- Education: Carleton College (BA); Royal College of Art (MA);
- Occupations: Curator; writer;
- Employer: Museum of Modern Art
- Known for: Co-curating the 2014 Whitney Biennial
- Title: Chief Curator of Media and Performance Art, MoMA

= Stuart Comer =

American art curator and writer

Stuart Comer is an American art curator and writer who is currently Chief Curator of Media and Performance Art at The Museum of Modern Art in New York City. He was co-curator of the 2014 Biennial at the Whitney Museum of American Art, alongside Michelle Grabner and Anthony Elms.

==Life and career==
Comer received a BA degree in art history from Carleton College in Minnesota and an MA in curatorial studies from the Royal College of Art, London. He began his career as a book buyer at the Museum of Contemporary Art in Los Angeles.
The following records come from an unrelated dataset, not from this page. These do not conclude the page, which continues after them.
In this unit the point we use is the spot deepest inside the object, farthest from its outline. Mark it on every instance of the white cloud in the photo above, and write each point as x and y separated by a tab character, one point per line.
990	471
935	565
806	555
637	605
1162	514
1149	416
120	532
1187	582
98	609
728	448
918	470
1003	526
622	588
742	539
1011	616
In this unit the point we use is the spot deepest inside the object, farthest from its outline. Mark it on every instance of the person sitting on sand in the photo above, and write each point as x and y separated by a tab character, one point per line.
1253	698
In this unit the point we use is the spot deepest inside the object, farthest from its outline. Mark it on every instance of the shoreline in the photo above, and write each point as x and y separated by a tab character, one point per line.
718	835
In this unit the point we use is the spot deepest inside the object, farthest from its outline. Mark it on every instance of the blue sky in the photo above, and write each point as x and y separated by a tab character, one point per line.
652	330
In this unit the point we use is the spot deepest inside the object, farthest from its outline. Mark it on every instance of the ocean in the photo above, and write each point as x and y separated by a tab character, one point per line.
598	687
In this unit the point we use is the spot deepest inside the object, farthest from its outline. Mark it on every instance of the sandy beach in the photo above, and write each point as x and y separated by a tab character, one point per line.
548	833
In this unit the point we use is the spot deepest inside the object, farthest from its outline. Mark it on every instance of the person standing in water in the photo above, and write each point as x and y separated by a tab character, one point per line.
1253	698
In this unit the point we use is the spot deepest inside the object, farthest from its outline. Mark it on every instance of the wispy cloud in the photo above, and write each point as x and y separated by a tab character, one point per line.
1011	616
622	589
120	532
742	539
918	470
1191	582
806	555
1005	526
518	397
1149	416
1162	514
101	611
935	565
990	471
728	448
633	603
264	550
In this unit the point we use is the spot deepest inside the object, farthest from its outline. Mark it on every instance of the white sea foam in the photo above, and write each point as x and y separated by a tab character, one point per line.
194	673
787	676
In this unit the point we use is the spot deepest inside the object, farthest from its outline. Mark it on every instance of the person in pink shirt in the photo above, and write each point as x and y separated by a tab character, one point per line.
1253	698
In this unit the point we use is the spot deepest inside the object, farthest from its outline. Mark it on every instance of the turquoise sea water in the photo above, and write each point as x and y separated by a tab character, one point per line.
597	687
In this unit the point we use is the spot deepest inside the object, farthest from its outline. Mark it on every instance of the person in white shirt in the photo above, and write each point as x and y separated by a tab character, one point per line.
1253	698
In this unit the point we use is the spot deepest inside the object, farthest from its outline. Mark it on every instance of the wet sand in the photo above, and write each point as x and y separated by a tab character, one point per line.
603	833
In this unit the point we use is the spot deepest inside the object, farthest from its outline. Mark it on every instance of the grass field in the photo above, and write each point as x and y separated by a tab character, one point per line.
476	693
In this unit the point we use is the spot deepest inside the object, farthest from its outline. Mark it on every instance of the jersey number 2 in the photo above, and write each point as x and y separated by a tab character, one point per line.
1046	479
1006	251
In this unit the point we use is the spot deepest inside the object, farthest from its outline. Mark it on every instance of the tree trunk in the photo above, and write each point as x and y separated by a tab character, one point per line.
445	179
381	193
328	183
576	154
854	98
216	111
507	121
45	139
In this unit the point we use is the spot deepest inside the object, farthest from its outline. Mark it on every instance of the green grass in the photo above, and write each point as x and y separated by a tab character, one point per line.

Before taking his position at The Museum of Modern Art, he served as the first Curator of Film at Tate Modern in London. His projects at Tate Modern included the work of Tony Conrad, Nan Goldin, Barbara Hammer, Derek Jarman, Djibril Diop Mambéty, Daria Martin & Zeena Parkins, Shuji Terayama, Throbbing Gristle and Jennifer West. In 2012, when Tate Modern opened a new exhibition space housed in disused former oil tanks, Comer acted as co-curator of the opening festival of live and time-based media that included the work of Boris Charmatz, Anne Teresa de Keersmaeker, Ei Arakawa, Tania Bruguera and Aldo Tambellini, among others. While at Tate Modern, he was responsible for overseeing the acquisition of work for the museum's film and video collection, adding key works by Ant Farm, Cory Arcangel, Charles Atlas, Peter Campus, Oskar Fischinger, Jack Goldstein, Mike Kelley, KwieKulik, Jonas Mekas, Paul McCarthy, Lis Rhodes, Allan Sekula, Apichatpong Weerasethakul and Akram Zaatari. From 2002 until 2004, Comer was also Curator of Public Programmes at Tate Modern. He was co-curator of the Lyon Biennial in 2007.

==Publications==
Comer has contributed writing to publications such as Artforum, Frieze, Afterall, Mousse, Parkett and Art Review, and has written on the work of artists Andrea Fraser, John Smith, David Lamelas, Tom Burr, Akram Zaatari, Sharon Lockhart, Bik Van Der Pol, Mark Morrisroe, and Gillian Wearing. He is the editor of Film and Video Art (2009), published by Tate.